Mission Statement: We believe that education should engage students in what it means to be a member of a participatory democracy, to be interested in the welfare of individuals and society and to make decisions that benefit our society. By examining how Americans over the years strived to face difficult issues for the good of the nation, we hope our students will be better prepared to make a positive difference as they face the challenges of tomorrow. By studying ancient civilizations and the decisions they made, both positive and negative, we can evaluate our options in a thoughtful and responsible manner.
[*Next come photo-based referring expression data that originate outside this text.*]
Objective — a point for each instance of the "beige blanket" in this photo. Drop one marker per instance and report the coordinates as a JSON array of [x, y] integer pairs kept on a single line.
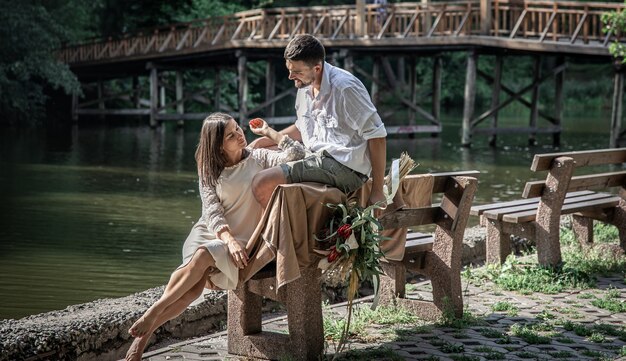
[[296, 212]]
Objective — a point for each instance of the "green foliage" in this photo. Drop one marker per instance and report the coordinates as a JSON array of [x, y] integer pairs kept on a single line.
[[381, 353], [529, 334], [505, 306], [29, 35], [611, 301], [615, 23]]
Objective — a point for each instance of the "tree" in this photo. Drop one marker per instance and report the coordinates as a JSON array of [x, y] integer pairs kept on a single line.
[[29, 35]]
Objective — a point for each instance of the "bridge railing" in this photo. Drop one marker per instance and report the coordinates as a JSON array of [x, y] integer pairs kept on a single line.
[[557, 21], [538, 21]]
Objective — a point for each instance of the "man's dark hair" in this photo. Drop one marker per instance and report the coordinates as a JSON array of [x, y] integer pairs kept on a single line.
[[305, 48]]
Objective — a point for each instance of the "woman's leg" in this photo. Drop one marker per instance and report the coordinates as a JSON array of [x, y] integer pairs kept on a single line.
[[172, 311], [181, 282]]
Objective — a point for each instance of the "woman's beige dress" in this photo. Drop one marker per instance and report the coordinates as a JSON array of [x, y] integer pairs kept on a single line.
[[231, 204]]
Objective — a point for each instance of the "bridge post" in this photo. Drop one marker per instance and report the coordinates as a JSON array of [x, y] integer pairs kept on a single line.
[[534, 109], [495, 99], [470, 97], [270, 88], [135, 92], [616, 113], [243, 86], [74, 107], [558, 100], [360, 19], [217, 89], [180, 105], [412, 89], [485, 17], [101, 107], [375, 79], [436, 102], [154, 94]]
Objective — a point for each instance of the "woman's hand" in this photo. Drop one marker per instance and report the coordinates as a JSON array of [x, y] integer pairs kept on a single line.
[[235, 248], [258, 126]]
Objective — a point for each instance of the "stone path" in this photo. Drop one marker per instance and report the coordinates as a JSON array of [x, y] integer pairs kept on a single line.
[[564, 326]]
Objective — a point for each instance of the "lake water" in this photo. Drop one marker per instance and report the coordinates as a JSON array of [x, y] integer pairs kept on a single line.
[[95, 211]]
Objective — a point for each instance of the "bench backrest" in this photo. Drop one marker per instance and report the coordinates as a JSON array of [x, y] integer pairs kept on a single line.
[[458, 190], [543, 162]]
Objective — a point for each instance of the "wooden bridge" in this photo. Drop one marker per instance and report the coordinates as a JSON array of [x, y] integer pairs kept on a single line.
[[400, 31]]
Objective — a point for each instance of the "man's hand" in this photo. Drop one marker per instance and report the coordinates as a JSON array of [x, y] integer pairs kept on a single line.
[[377, 196]]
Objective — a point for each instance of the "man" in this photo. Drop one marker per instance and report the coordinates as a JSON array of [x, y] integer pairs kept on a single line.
[[337, 123]]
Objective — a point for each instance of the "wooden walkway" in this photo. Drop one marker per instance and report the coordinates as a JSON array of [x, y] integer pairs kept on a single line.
[[391, 35], [536, 26]]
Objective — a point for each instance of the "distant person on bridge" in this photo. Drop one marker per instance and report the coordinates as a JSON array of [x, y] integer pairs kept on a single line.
[[336, 121], [215, 249]]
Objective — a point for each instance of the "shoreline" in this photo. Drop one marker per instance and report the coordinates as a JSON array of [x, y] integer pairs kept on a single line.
[[98, 329]]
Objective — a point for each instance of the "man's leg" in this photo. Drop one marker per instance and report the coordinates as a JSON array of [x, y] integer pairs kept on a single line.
[[264, 183]]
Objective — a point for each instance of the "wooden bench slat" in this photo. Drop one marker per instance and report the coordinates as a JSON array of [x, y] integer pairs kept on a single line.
[[410, 217], [440, 179], [582, 158], [478, 210], [606, 180], [500, 212], [529, 216]]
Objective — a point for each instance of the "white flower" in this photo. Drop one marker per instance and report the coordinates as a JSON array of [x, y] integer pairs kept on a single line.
[[351, 242]]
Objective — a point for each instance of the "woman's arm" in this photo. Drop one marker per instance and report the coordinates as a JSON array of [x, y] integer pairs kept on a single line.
[[290, 149], [213, 217]]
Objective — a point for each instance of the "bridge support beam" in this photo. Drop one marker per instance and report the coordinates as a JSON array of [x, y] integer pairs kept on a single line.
[[470, 98], [180, 104], [495, 98], [242, 70], [616, 113], [154, 95], [558, 100], [436, 101], [534, 108]]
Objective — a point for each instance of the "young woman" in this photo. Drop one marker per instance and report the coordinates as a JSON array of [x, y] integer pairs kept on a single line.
[[215, 249]]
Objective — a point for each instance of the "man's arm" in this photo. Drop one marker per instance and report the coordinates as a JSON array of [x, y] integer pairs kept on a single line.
[[292, 131], [377, 148]]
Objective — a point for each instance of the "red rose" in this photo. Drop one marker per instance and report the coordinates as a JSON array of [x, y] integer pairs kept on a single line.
[[344, 231], [332, 256], [256, 123]]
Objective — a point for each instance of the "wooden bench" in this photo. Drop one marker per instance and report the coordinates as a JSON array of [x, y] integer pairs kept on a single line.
[[537, 217], [438, 255], [303, 300]]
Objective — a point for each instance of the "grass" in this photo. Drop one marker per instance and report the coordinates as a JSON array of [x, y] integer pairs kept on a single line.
[[578, 271], [611, 301], [363, 317], [505, 306], [381, 353], [529, 335]]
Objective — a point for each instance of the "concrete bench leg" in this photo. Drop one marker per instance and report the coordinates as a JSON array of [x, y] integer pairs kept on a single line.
[[392, 282], [583, 229], [303, 300], [498, 243], [619, 221]]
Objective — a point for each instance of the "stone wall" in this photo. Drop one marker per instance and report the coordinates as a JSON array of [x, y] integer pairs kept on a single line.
[[98, 330]]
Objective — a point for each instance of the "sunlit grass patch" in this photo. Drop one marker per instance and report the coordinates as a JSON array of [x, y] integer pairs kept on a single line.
[[505, 306], [612, 301], [578, 271], [365, 316], [530, 335], [381, 353]]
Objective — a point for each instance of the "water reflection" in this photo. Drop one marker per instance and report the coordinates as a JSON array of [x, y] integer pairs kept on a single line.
[[93, 211]]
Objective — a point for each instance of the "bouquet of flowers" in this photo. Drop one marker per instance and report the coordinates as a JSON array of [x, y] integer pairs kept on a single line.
[[351, 242]]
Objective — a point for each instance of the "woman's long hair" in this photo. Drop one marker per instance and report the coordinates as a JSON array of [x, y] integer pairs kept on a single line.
[[210, 157]]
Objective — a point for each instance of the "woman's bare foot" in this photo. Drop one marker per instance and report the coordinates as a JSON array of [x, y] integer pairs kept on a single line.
[[135, 352], [141, 326]]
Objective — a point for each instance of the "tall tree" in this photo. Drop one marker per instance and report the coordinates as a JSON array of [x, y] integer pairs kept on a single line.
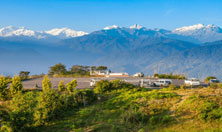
[[71, 85], [3, 87], [59, 69]]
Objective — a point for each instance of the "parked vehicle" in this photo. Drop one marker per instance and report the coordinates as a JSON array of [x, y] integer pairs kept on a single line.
[[213, 81], [162, 82], [192, 82], [145, 82]]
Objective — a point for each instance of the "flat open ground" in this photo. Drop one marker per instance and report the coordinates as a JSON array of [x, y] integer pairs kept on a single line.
[[84, 82]]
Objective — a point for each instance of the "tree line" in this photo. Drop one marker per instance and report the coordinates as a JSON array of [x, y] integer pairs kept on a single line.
[[60, 69]]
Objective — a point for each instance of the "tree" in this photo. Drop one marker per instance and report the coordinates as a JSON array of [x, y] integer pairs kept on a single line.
[[3, 86], [48, 107], [59, 69], [78, 69], [16, 85], [102, 86], [71, 85], [101, 68], [46, 83], [61, 86], [24, 74], [208, 78]]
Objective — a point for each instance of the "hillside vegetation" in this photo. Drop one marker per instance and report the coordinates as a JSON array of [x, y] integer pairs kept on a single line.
[[113, 106]]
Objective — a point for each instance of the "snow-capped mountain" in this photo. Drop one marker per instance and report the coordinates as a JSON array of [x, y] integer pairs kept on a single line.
[[65, 33], [11, 31], [62, 33], [136, 26], [200, 32], [111, 27]]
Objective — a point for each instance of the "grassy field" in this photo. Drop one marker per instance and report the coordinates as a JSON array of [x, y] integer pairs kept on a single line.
[[157, 110], [119, 107]]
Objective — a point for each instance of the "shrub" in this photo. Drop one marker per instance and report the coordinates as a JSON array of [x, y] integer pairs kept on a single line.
[[61, 86], [46, 83], [182, 87], [71, 85], [208, 78], [102, 86], [3, 87], [134, 117], [48, 108], [213, 85], [172, 87], [84, 96], [16, 85], [20, 117]]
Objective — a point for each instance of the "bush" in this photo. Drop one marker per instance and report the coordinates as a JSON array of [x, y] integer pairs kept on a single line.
[[61, 86], [102, 86], [48, 108], [70, 86], [46, 83], [134, 117], [3, 87], [172, 87], [84, 96], [20, 117], [16, 85], [213, 85], [208, 78]]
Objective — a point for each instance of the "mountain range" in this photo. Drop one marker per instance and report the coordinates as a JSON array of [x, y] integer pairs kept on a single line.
[[190, 50]]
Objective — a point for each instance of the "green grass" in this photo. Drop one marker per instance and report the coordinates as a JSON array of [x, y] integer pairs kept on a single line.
[[141, 110]]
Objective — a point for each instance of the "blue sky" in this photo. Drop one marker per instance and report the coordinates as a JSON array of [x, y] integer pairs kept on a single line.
[[90, 15]]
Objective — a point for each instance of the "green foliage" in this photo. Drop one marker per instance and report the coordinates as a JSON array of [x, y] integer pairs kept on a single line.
[[208, 78], [61, 86], [24, 75], [214, 85], [59, 69], [84, 96], [102, 86], [48, 107], [16, 85], [20, 117], [172, 87], [78, 69], [3, 87], [101, 68], [46, 83], [169, 76], [71, 85]]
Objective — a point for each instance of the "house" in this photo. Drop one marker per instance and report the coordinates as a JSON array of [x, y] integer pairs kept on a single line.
[[120, 74], [99, 72]]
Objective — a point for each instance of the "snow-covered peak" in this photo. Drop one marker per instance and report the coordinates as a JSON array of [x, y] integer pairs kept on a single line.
[[111, 27], [65, 32], [189, 28], [136, 26], [13, 31]]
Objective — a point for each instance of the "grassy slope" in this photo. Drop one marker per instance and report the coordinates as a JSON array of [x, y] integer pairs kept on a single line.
[[167, 110], [109, 115]]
Program Description: Our program is based on the Maine Learning Results and the C3 Framework for Social Studies State Standards. In grade six students study economics, geography, and the Mesopotamian, Egyptian, Aztec, Inca and Maya civilizations. For each culture, the GRAPES (geography, religion, achievements, political system, economics and social structure) framework is used to allow students to compare their features. Seventh grade instruction focuses on the ancient Greeks and Romans, the Wabanki people of Maine, the foundation of the United States and westward expansion. During the eighth grade year, students analyze the events “on the road to the Civil War,” Reconstruction, American biography, civil Twentieth Century civil rights and a special thematic Twentieth Century Unit.
In all three grades, we emphasize chronological reasoning and causation, contextualization and comparison, geographic reasoning, gathering, interpreting, and using evidence and the role of the individual in social and political participation.